Pierre Forêt, chauffeur de salle, séquestre Clovis Costa, rock-star genre Johnny Hallyday, l’idole de sa vie pitoyable, non, médiocre, c’est pire. Un comique borderline pète un fusible : l’allégorie Younesque est assumée dès le départ, comme le parti pris de filmer à la roots, ce qui revient, selon le réalisateur Bruno Merle, à partir en vrille – « ouais, il est ouf mon film ». Libérer les énergies, tel est le maître mot de Héros, objet naïf d’une faiblesse implacable, qui fait mal aux yeux et donne mal au crâne. Rarement le cinéma français n’aura enfanté d’un tel amas de souffrance, un peu comme un crash qui ne se termine jamais.

Qui d’autre que Michael Youn pouvait incarner ce syndrome de l’injustice créative ? On le savait depuis Incontrôlable, le trublion mégalo se cogne contre son incapacité à transmettre un fluide, une consistance. La glauquerie Younienne, ce n’est pas la vulgarité ou le cynisme, mais cette dichotomie, que l’acharnement rend profondément pathétique, entre ambitions énormes et moyens rachitiques. On s’imaginait naïvement que le côté huis clos de Héros l’arrimerait à une sobriété studieuse, et qu’ainsi harnaché aux conventions du genre, il pourrait s’en tirer avec la même efficacité que dans ses clips parodiques. Mais non, très vite, on comprend que l’impuissance du comique mégalo est flattée par Bruno Merle, alter ego réalisateur, qui recopie laborieusement le best of du cinéma coup de poing, à la manière d’un Aronofsky mongolo ou d’un Lynch qui aurait paumé son talent.

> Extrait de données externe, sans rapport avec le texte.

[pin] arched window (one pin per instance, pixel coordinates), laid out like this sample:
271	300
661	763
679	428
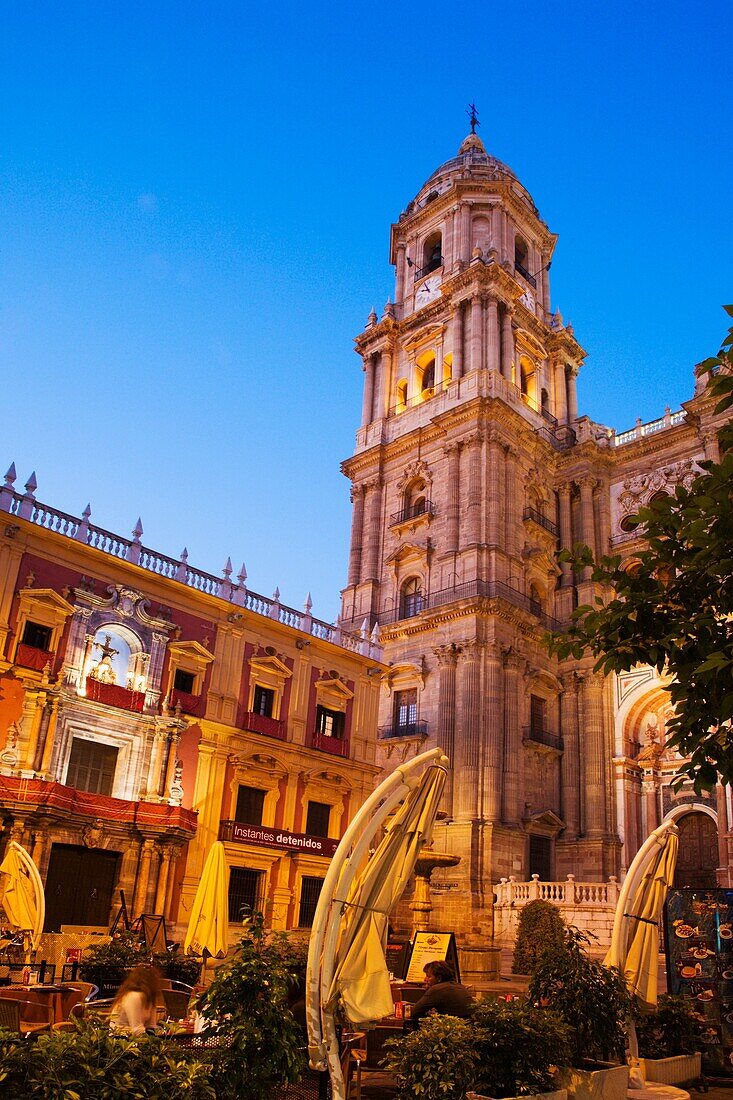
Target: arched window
411	597
431	253
521	256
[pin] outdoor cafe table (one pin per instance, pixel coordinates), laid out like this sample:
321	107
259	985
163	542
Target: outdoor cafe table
61	998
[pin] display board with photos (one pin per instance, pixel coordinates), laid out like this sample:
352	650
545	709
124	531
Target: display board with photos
427	947
699	955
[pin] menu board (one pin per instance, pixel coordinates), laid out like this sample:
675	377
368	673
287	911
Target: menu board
699	950
427	947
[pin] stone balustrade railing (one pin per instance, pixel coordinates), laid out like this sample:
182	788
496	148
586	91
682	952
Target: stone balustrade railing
668	420
234	592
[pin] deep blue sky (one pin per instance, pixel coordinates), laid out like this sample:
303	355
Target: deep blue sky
195	201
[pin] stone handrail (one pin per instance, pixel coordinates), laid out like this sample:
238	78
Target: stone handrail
24	506
668	420
512	893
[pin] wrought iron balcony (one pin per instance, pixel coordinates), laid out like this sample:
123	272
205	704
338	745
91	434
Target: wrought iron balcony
412	512
542	736
525	274
404	729
537	517
261	724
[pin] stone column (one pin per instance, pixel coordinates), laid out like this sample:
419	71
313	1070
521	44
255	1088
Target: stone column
453	496
493	762
357	534
477	326
593	755
161	891
493	341
570	760
467	741
143	878
572	394
447	660
371	563
471	527
566	531
560	388
587	521
513	750
457	330
507	344
369	391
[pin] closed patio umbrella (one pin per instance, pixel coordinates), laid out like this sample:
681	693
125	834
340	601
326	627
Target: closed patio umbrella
208	926
22	897
635	939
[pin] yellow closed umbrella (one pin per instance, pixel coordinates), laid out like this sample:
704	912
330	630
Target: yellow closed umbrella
22	895
208	926
361	979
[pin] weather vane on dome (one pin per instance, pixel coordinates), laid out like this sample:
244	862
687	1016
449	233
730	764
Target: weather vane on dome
473	116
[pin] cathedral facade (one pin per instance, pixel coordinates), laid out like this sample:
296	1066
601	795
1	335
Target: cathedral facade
472	468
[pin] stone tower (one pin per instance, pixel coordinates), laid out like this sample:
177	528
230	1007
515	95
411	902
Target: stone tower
470	469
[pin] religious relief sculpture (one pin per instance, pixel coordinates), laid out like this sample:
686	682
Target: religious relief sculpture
102	670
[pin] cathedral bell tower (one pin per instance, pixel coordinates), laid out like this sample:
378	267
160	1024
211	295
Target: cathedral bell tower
461	481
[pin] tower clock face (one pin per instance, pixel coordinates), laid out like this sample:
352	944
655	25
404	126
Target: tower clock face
427	290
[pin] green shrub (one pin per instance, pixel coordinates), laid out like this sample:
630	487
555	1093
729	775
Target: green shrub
591	998
540	927
517	1046
95	1064
247	1002
674	1029
437	1062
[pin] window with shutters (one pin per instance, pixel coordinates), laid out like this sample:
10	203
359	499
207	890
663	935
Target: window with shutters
309	893
318	818
250	802
243	892
91	767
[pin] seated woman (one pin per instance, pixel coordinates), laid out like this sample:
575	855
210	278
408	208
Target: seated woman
442	994
134	1009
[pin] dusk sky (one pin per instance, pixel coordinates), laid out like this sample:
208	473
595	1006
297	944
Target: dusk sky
195	205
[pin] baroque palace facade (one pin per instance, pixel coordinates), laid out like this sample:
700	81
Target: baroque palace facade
472	468
149	708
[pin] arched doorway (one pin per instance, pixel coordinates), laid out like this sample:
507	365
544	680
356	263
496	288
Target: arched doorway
698	851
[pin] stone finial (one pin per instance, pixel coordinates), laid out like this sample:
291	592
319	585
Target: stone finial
7	492
25	509
182	572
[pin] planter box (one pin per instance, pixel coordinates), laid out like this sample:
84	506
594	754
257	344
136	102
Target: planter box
677	1070
610	1084
556	1095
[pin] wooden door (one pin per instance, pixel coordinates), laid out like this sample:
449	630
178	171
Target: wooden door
79	886
698	853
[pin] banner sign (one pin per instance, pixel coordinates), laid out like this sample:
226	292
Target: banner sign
282	838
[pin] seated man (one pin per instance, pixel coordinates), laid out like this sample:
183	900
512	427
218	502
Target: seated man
442	993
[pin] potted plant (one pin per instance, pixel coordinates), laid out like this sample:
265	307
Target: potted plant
106	965
518	1048
594	1002
260	1045
437	1062
540	927
668	1042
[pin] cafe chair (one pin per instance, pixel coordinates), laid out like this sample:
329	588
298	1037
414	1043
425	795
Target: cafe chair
24	1018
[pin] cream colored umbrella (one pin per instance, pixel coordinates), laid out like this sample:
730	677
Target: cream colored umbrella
341	900
635	939
208	926
22	897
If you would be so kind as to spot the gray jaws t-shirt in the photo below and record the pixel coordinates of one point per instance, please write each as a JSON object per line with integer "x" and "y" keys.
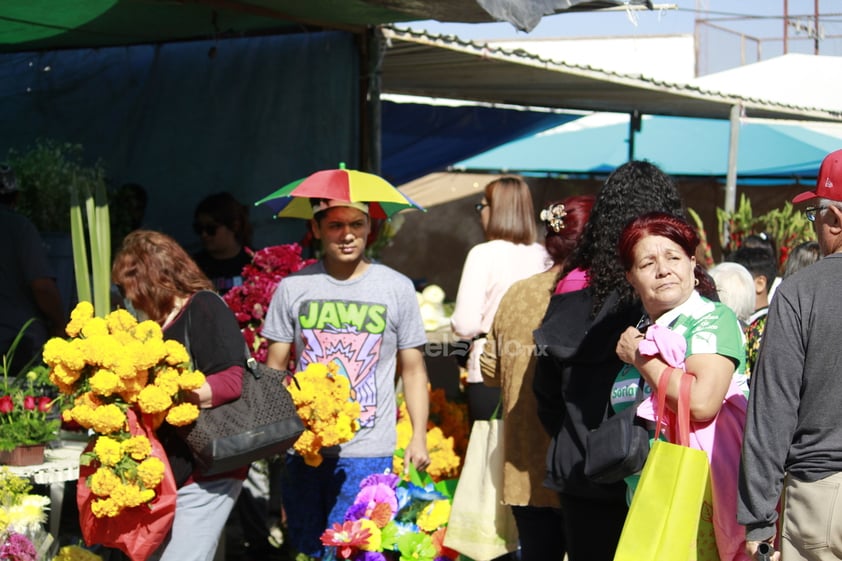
{"x": 358, "y": 325}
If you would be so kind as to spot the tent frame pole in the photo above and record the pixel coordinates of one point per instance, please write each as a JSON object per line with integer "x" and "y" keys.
{"x": 733, "y": 145}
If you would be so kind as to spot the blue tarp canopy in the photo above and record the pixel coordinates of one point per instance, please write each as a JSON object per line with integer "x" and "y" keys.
{"x": 421, "y": 138}
{"x": 680, "y": 146}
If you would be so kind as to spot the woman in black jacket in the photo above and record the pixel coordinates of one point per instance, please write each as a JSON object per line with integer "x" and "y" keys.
{"x": 577, "y": 362}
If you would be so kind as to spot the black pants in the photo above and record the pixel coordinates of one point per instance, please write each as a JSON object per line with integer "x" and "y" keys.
{"x": 540, "y": 532}
{"x": 592, "y": 527}
{"x": 482, "y": 401}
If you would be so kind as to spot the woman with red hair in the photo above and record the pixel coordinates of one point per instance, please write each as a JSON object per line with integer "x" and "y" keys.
{"x": 701, "y": 338}
{"x": 160, "y": 282}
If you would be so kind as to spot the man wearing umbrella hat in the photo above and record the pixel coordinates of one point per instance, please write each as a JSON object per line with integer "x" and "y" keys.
{"x": 364, "y": 318}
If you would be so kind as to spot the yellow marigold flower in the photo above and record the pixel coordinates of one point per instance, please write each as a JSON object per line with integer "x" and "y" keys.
{"x": 148, "y": 329}
{"x": 79, "y": 317}
{"x": 108, "y": 419}
{"x": 374, "y": 542}
{"x": 153, "y": 399}
{"x": 54, "y": 349}
{"x": 151, "y": 472}
{"x": 94, "y": 326}
{"x": 176, "y": 353}
{"x": 103, "y": 482}
{"x": 69, "y": 353}
{"x": 434, "y": 515}
{"x": 128, "y": 496}
{"x": 82, "y": 414}
{"x": 191, "y": 380}
{"x": 105, "y": 508}
{"x": 125, "y": 365}
{"x": 60, "y": 374}
{"x": 120, "y": 320}
{"x": 182, "y": 414}
{"x": 137, "y": 446}
{"x": 108, "y": 451}
{"x": 105, "y": 382}
{"x": 168, "y": 380}
{"x": 154, "y": 351}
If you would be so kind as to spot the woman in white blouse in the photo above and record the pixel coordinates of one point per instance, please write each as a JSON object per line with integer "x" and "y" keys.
{"x": 510, "y": 254}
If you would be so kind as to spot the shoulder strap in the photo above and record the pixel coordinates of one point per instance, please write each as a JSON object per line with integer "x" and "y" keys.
{"x": 681, "y": 433}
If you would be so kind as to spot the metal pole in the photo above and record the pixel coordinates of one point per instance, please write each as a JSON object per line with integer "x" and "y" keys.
{"x": 786, "y": 24}
{"x": 733, "y": 144}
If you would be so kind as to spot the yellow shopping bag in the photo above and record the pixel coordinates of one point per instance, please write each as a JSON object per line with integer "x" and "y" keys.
{"x": 663, "y": 519}
{"x": 670, "y": 514}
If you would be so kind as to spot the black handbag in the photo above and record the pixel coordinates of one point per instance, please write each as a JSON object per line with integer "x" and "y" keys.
{"x": 619, "y": 446}
{"x": 261, "y": 423}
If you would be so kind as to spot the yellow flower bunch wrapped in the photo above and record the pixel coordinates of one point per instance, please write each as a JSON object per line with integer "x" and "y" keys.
{"x": 112, "y": 363}
{"x": 322, "y": 398}
{"x": 120, "y": 374}
{"x": 444, "y": 462}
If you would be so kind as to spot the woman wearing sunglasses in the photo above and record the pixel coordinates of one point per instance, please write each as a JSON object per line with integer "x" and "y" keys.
{"x": 223, "y": 227}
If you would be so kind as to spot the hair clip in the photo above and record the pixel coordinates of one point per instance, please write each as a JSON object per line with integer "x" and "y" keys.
{"x": 554, "y": 216}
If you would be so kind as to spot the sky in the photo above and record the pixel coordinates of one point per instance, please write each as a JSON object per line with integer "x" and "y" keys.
{"x": 731, "y": 32}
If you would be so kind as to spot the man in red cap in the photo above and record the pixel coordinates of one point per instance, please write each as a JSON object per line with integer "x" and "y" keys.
{"x": 793, "y": 435}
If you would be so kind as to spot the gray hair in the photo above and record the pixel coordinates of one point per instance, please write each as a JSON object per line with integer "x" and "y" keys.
{"x": 735, "y": 287}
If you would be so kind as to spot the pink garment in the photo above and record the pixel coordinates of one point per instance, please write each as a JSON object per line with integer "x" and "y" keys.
{"x": 577, "y": 279}
{"x": 721, "y": 439}
{"x": 490, "y": 269}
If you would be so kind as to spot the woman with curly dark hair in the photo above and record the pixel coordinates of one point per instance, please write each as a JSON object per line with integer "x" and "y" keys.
{"x": 577, "y": 362}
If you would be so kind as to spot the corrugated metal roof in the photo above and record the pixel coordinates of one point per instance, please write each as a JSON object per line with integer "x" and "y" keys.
{"x": 418, "y": 63}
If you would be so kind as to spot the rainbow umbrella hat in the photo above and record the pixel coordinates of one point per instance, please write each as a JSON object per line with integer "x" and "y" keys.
{"x": 293, "y": 200}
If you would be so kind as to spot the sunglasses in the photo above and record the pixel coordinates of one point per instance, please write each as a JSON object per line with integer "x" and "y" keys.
{"x": 209, "y": 229}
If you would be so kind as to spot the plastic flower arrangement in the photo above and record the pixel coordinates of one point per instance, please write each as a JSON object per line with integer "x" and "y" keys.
{"x": 22, "y": 518}
{"x": 114, "y": 369}
{"x": 431, "y": 302}
{"x": 76, "y": 553}
{"x": 395, "y": 520}
{"x": 250, "y": 301}
{"x": 444, "y": 462}
{"x": 25, "y": 418}
{"x": 322, "y": 398}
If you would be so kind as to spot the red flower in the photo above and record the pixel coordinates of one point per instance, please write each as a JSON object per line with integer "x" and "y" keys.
{"x": 347, "y": 537}
{"x": 6, "y": 404}
{"x": 29, "y": 402}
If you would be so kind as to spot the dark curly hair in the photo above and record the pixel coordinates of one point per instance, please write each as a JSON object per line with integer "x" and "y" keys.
{"x": 633, "y": 189}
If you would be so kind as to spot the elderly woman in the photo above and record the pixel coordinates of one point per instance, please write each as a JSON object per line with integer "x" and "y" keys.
{"x": 577, "y": 363}
{"x": 657, "y": 252}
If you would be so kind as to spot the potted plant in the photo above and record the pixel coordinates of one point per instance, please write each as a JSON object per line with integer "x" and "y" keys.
{"x": 26, "y": 420}
{"x": 48, "y": 173}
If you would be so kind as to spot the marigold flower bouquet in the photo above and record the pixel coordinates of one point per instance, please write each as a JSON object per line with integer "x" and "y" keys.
{"x": 122, "y": 379}
{"x": 392, "y": 519}
{"x": 445, "y": 463}
{"x": 250, "y": 300}
{"x": 322, "y": 398}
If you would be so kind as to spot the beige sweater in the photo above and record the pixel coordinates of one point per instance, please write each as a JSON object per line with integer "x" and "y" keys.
{"x": 508, "y": 361}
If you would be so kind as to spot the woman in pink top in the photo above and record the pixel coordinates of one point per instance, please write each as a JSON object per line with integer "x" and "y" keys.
{"x": 509, "y": 255}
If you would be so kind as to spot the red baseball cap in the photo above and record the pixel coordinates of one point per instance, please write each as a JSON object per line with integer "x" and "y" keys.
{"x": 829, "y": 181}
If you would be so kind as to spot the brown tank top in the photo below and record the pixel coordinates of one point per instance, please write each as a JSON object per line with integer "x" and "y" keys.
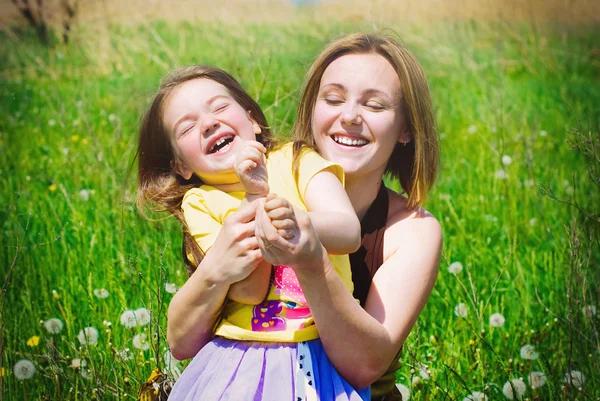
{"x": 364, "y": 264}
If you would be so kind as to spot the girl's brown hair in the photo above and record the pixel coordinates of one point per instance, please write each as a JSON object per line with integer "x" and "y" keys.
{"x": 415, "y": 165}
{"x": 160, "y": 189}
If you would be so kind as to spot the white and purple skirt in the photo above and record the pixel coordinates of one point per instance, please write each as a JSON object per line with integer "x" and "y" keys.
{"x": 231, "y": 370}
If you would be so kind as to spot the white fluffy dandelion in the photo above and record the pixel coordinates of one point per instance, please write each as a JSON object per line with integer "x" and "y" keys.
{"x": 404, "y": 391}
{"x": 455, "y": 268}
{"x": 84, "y": 194}
{"x": 476, "y": 396}
{"x": 88, "y": 335}
{"x": 528, "y": 352}
{"x": 140, "y": 341}
{"x": 496, "y": 320}
{"x": 501, "y": 174}
{"x": 143, "y": 316}
{"x": 77, "y": 363}
{"x": 506, "y": 160}
{"x": 171, "y": 288}
{"x": 575, "y": 378}
{"x": 24, "y": 369}
{"x": 128, "y": 319}
{"x": 514, "y": 387}
{"x": 101, "y": 293}
{"x": 461, "y": 310}
{"x": 589, "y": 311}
{"x": 53, "y": 325}
{"x": 536, "y": 379}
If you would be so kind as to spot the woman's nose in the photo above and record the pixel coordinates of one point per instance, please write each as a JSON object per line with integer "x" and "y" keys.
{"x": 351, "y": 115}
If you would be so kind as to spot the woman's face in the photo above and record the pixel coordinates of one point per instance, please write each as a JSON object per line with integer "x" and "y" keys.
{"x": 357, "y": 118}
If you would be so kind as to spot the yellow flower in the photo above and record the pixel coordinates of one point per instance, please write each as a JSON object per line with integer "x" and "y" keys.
{"x": 33, "y": 341}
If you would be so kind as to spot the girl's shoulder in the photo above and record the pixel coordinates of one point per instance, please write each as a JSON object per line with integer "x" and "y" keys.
{"x": 404, "y": 222}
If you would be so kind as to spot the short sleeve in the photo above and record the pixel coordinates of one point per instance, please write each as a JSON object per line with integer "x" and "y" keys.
{"x": 310, "y": 163}
{"x": 204, "y": 210}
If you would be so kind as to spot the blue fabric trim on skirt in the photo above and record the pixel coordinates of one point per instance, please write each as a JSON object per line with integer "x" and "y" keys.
{"x": 231, "y": 370}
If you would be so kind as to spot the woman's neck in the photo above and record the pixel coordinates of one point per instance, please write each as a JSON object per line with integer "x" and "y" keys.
{"x": 362, "y": 192}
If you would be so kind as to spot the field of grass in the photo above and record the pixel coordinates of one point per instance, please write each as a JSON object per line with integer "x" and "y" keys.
{"x": 518, "y": 109}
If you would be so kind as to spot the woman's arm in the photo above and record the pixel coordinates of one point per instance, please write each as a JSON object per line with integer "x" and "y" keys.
{"x": 398, "y": 293}
{"x": 194, "y": 308}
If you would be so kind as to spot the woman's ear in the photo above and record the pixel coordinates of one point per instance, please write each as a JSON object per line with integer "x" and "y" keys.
{"x": 181, "y": 169}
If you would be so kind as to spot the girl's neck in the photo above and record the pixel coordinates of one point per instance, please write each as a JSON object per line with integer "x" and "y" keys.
{"x": 362, "y": 192}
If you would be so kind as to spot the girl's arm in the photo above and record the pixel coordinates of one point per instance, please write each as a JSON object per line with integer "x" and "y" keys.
{"x": 330, "y": 211}
{"x": 398, "y": 293}
{"x": 195, "y": 307}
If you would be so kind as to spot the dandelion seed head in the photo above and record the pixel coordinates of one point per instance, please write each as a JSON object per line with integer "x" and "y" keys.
{"x": 88, "y": 335}
{"x": 461, "y": 310}
{"x": 143, "y": 316}
{"x": 476, "y": 396}
{"x": 140, "y": 341}
{"x": 405, "y": 391}
{"x": 101, "y": 293}
{"x": 53, "y": 325}
{"x": 589, "y": 311}
{"x": 128, "y": 319}
{"x": 455, "y": 268}
{"x": 33, "y": 341}
{"x": 528, "y": 352}
{"x": 536, "y": 379}
{"x": 575, "y": 378}
{"x": 501, "y": 174}
{"x": 171, "y": 288}
{"x": 496, "y": 320}
{"x": 84, "y": 194}
{"x": 24, "y": 369}
{"x": 519, "y": 389}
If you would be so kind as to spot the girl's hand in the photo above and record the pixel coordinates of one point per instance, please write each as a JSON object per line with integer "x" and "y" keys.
{"x": 281, "y": 213}
{"x": 236, "y": 251}
{"x": 251, "y": 168}
{"x": 303, "y": 250}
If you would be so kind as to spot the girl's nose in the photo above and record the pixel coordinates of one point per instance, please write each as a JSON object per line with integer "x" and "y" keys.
{"x": 351, "y": 115}
{"x": 208, "y": 124}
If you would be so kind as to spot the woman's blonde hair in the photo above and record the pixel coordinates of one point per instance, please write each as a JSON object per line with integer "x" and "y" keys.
{"x": 415, "y": 164}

Donc, Héros se coltine deux performances ratées pour le prix d’une. Celle de regarder Youn (la curiosité s’arrête à la première hystérie du personnage à flingue et à poil), lequel se condamne à une excellence mal dessinée, entre Actor’s studio et portrait détourné qui critique grave la société du spectacle. Celle de regarder Merle, spectateur « éclairé » qui prévient oralement son héros de la réalité vraie (« t’es mal, Pierre », « j’existe pas, Pierre »), mais se livre au même délire bruyant : tentatives esthétisantes improbables ou trop compliquées pour lui (les compositions murales de scotch déménageur, un must de mocheté), expérimentation dédiée au rafistolage ou à l’épate (le banc de poisson inséré à chaque défenestration ne vaut pas le split-screen d’un face-à-face d’un mètre de distance entre Youn et Chesnais). Théoriser l’échec c’est bien, encore faut-il y parvenir. Sinon, on pleure, à moins de se vautrer dans une aveuglante autosatisfaction.